National Exchange Co. v. Ramos

G.R. No. 27850 · 1927-12-24 · J. VILLA-REAL, J.: · Primary: Civil; Secondary: Commercial
REITERATION

Facts

The Antecedents: C. S. Salmon, president of Salmon & Company, had Jose S. Ramos subscribe to 100 shares of the company's capital stock, with an authorized capital of P250,000, on August 21, 1920. Jose S. Ramos did not make direct payments. C. S. Salmon, indebted to Ramos, made payments on Ramos's subscription, totaling P5,308.30 (P1,863.89 principal and P3,441.41 interest), between July 30 and December 9, 1924. On December 31, 1925, Salmon, Dexter & Co., Inc. (successor to C. S. Salmon & Co.), assigned its assets, including this account, to the Philippine National Bank, which in turn assigned it to the plaintiff-appellant, National Exchange Co., Ltd. Procedural History: The Court of First Instance of Manila absolved the defendant Jose S. Ramos from the complaint and ordered the plaintiff to reimburse Ramos P5,308.30. The plaintiff appealed. The Petition: The plaintiff-appellant assigned several errors, primarily arguing that the trial court erred in finding that the payment was made without the defendant's consent, that the defendant was unaware of the capital stock increase, and in not considering a specific Supreme Court decision. The plaintiff also argued the court erred in absolving the defendant and ordering reimbursement.

Issue(s)

Whether Jose S. Ramos was aware of the increase in the capital stock of Salmon, Dexter & Co. from P250,000 to P500,000 at the time of his subscription. Whether the trial court erred in its application of previous Supreme Court decisions. Whether the trial court erred in absolving the defendant from the complaint and ordering the plaintiff to reimburse the defendant.

Ruling

The Supreme Court affirmed the trial court's decision in absolving the defendant Jose S. Ramos from the complaint. However, it reversed the portion ordering the plaintiff-appellant to reimburse the defendant in the sum of P5,308.30, absolving the defendant from the counterclaim as well.

Ratio Decidendi

On the issue of Jose S. Ramos's awareness of the capital stock increase: The Court held that Jose S. Ramos was not aware of the increase in the capital stock from P250,000 to P500,000 at the time he subscribed to 100 shares. This conclusion was based on the subscription contract itself, which stated the authorized capital as P250,000. While C. S. Salmon testified he informed Ramos, the use of old subscription forms even after the decision to increase capital was made, and the lack of any notation on the subscription slip regarding the increase, cast doubt on this claim.
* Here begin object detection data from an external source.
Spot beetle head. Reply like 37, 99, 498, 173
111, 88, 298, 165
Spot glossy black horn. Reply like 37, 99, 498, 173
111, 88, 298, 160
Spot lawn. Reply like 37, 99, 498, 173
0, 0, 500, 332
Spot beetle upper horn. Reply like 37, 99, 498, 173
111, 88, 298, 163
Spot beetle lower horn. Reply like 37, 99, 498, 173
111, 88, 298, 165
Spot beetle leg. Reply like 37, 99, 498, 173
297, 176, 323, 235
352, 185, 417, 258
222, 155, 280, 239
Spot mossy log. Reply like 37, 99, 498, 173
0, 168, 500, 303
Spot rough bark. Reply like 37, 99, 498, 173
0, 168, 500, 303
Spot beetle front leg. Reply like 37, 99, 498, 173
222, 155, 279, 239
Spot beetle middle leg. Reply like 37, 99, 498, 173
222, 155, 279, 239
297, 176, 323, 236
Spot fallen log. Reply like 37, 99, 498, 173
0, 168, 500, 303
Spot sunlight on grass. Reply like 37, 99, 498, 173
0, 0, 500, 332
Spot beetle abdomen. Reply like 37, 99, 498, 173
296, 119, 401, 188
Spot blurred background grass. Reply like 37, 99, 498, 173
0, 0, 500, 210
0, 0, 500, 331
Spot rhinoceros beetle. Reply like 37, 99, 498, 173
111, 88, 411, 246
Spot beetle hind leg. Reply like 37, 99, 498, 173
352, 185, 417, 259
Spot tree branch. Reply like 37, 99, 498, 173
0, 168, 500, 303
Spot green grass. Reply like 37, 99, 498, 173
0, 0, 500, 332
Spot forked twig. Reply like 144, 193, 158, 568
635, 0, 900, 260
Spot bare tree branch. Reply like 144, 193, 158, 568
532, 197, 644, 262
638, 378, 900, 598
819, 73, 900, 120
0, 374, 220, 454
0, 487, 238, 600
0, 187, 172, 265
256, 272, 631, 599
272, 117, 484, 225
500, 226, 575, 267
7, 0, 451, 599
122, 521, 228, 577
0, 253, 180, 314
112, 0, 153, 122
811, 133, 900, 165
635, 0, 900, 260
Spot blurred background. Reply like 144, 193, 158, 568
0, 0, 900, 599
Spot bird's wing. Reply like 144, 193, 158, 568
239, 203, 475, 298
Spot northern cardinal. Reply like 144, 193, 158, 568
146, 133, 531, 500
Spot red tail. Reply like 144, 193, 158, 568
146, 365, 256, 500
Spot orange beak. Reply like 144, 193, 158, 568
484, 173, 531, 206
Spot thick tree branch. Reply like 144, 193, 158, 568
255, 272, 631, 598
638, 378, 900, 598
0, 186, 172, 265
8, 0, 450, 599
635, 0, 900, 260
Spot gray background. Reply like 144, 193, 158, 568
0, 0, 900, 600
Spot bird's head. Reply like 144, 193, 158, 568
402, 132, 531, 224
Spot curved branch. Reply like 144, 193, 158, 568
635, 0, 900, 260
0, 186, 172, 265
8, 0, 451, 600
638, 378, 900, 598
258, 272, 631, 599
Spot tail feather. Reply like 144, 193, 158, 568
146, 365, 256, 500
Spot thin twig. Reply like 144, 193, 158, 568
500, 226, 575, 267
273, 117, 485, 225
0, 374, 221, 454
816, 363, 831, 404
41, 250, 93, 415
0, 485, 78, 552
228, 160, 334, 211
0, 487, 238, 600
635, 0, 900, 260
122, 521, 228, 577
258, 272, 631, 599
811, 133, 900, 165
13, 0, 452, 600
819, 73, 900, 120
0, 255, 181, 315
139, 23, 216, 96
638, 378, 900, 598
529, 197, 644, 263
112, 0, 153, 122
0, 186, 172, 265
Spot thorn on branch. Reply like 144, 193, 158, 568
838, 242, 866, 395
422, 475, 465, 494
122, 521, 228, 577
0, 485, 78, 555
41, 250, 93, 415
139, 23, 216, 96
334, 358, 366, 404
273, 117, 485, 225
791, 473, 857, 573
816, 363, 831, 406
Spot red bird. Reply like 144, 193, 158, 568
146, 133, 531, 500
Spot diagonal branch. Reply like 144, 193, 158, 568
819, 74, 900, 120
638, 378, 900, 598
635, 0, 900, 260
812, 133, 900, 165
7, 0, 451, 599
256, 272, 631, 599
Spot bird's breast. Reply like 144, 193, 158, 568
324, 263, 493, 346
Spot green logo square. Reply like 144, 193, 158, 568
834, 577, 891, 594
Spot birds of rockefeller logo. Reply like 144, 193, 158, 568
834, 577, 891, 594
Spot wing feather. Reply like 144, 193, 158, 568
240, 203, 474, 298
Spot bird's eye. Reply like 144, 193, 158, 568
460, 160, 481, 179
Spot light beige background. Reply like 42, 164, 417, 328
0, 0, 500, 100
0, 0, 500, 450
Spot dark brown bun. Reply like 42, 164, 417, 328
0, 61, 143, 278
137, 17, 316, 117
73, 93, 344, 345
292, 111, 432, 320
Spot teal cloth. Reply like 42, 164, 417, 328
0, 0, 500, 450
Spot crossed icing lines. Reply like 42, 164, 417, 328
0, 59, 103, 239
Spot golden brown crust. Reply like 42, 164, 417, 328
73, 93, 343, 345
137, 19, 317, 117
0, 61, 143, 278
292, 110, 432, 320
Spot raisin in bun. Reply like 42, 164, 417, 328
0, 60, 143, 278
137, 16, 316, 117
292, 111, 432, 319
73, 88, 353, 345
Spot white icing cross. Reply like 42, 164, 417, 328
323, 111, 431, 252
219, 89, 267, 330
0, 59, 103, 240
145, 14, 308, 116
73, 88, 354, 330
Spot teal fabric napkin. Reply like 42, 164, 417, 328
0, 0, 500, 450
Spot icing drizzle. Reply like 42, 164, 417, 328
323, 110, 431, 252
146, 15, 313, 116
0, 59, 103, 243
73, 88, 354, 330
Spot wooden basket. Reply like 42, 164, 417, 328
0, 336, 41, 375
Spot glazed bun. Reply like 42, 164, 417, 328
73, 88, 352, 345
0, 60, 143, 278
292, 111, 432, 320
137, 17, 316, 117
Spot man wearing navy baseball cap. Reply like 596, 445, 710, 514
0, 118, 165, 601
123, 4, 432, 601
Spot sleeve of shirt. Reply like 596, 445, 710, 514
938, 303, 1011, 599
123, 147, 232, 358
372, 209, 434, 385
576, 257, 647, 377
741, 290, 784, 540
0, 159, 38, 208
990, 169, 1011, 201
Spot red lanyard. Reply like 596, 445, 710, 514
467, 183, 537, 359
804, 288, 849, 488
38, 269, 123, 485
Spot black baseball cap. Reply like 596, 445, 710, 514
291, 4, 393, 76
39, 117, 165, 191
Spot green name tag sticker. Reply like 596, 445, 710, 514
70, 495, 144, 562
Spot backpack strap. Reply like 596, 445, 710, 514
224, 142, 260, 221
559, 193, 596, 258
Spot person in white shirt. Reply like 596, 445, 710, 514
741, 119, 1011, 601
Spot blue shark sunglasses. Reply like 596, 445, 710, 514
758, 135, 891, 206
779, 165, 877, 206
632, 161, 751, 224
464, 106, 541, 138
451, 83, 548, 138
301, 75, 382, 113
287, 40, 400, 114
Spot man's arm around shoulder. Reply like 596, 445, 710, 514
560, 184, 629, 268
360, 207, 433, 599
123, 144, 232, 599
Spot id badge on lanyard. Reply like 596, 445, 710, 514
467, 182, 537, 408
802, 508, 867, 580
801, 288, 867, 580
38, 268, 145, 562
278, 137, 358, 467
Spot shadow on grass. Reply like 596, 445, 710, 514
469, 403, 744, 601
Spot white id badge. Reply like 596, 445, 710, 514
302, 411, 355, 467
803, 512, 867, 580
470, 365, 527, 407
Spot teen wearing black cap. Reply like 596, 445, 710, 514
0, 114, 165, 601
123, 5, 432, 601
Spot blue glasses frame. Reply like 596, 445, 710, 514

The Court reasoned that Ramos's occupation as a farmer and his geographical location made it unlikely for him to be aware of such corporate fluctuations. Therefore, the subscription contract was based on the P250,000 authorized capital, not the P500,000. On the application of previous Supreme Court decisions: The Court found no error in the trial court's consideration of the doctrine laid down in Salmon, Dexter & Co. v. Unson (47 Phil., 649). The Court reasoned that since Jose S. Ramos subscribed under the belief that the capital stock was P250,000 and was ignorant of its increase to P500,000, the trial court's reliance on the Unson case, which dealt with similar circumstances of subscription based on a misrepresented capital stock, was appropriate. On the absolution of the defendant and the reimbursement order: The Court affirmed the absolution of Jose S. Ramos from the complaint. It reasoned that the increase in capital stock from P250,000 to P500,000, without the knowledge and consent of Ramos, constituted a novation by changing the principal conditions of the contract, as per Article 1203 of the Civil Code. This novation extinguished his obligation under the original contract (Article 1143, Civil Code). Consequently, the credit assigned by Salmon, Dexter & Co., Inc. to the plaintiff-appellant was null and void because the contract under which Ramos became bound was different from the one assigned. Therefore, the plaintiff-appellant, as an assignee, acquired no rights and could not compel Ramos to pay. However, the Court reversed the order for the plaintiff-appellant to reimburse Ramos P5,308.30, stating that since the assigned credit was null and void, the assignee was not bound to return partial payments made by the defendant to the assignor, as the assignee acquired no correlative obligation.

Main Doctrine

A subscriber to capital stock, who subscribed based on a stated authorized capital, cannot be compelled to pay for shares if the capital stock was subsequently increased without his knowledge or consent, as this constitutes a novation that extinguishes the original obligation. Furthermore, an assignee of a credit acquires only the rights the assignor had, and if the assigned credit is null and void, the assignee cannot enforce it.